La crise du marché mondial des produits chimiques a vu les prix des produits de base s'envoler de plus de 60 % alors que le blocus du détroit d'Ormuz interrompt l'approvisionnement en matières premières critiques, selon un nouveau rapport de Goldman Sachs.
« Les risques économiques sont plus importants que ce que suggère notre seul scénario de base sur le brut », ont déclaré les analystes de Goldman Sachs, soulignant l'ampleur sans précédent du choc d'offre qui a déjà amputé environ 20 % de l'offre mondiale de produits chimiques.
Le rapport note que la flambée des prix a été deux fois plus rapide et plus sévère que celle observée lors de la crise énergétique européenne de 2022. La perturbation frappe au cœur de l'industrie pétrochimique, car le pétrole et le naphta, qui transitent en vastes quantités par le détroit, représentent environ 70 % des coûts de production. L'impact est amplifié par une hausse corrélée des prix de l'énergie, Goldman ayant par ailleurs relevé ses prévisions pour le Brent au quatrième quart à 90 dollars le baril.
La région Asie-Pacifique, qui assure 65 % de la production chimique mondiale, est particulièrement vulnérable car elle dépend du Moyen-Orient pour environ 70 % de ses matières premières. Les effets se répercutent déjà sur les économies, un récent sondage montrant que la confiance des entreprises en Inde est tombée à son plus bas niveau depuis 15 trimestres en raison des ruptures d'approvisionnement et des chocs de prix issus du conflit. La Reserve Bank of India a déjà relevé ses prévisions d'inflation de 2,1 % à 4,6 %.
Les industries en aval font face à une hausse moyenne de 11 % du coût des marchandises vendues, les secteurs de l'ameublement (20 %), de l'habillement (15 %) et de l'automobile (11 %) étant parmi les plus durement touchés. Goldman Sachs prévoit un décalage de six à douze mois avant que l'impact total ne touche les consommateurs.
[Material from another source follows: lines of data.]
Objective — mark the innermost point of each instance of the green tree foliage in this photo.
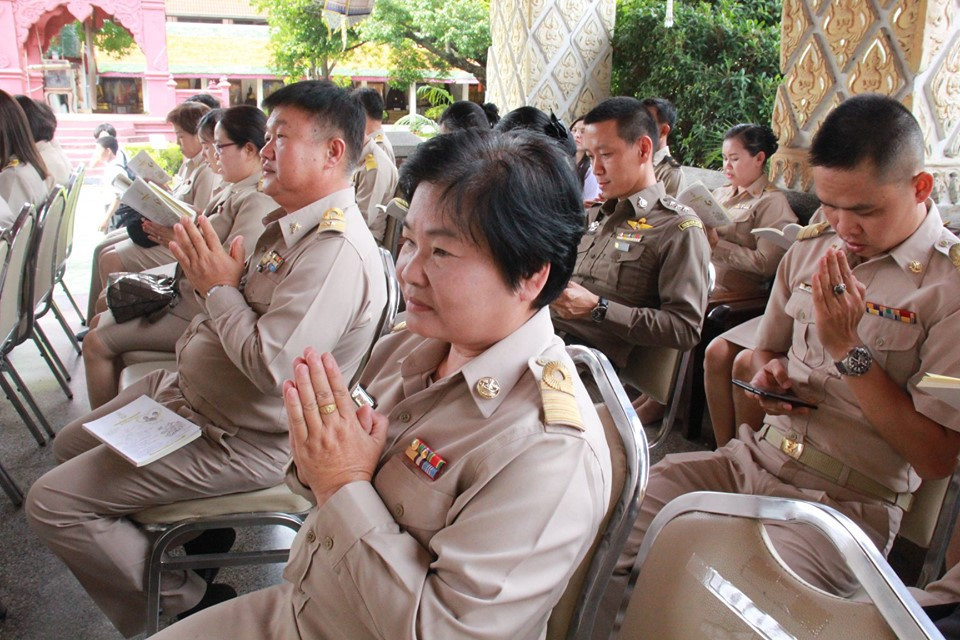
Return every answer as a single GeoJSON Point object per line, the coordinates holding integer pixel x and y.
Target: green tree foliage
{"type": "Point", "coordinates": [431, 34]}
{"type": "Point", "coordinates": [719, 64]}
{"type": "Point", "coordinates": [304, 45]}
Même si le détroit devait rouvrir immédiatement, la banque estime qu'un rétablissement prendrait au moins 140 jours en raison des retards d'expédition et du temps nécessaire pour redémarrer les installations de production. Dow Chemical projette une période de normalisation plus longue, de 250 à 275 jours, suggérant qu'un soulagement de l'offre physique n'arrivera pas avant le troisième trimestre 2026 au plus tôt. Goldman prévient que sans une reprise immédiate des flux de matières premières, un scénario de « queue gauche » impliquant une perturbation grave de la chaîne d'approvisionnement et une destruction de la demande devient le scénario de base.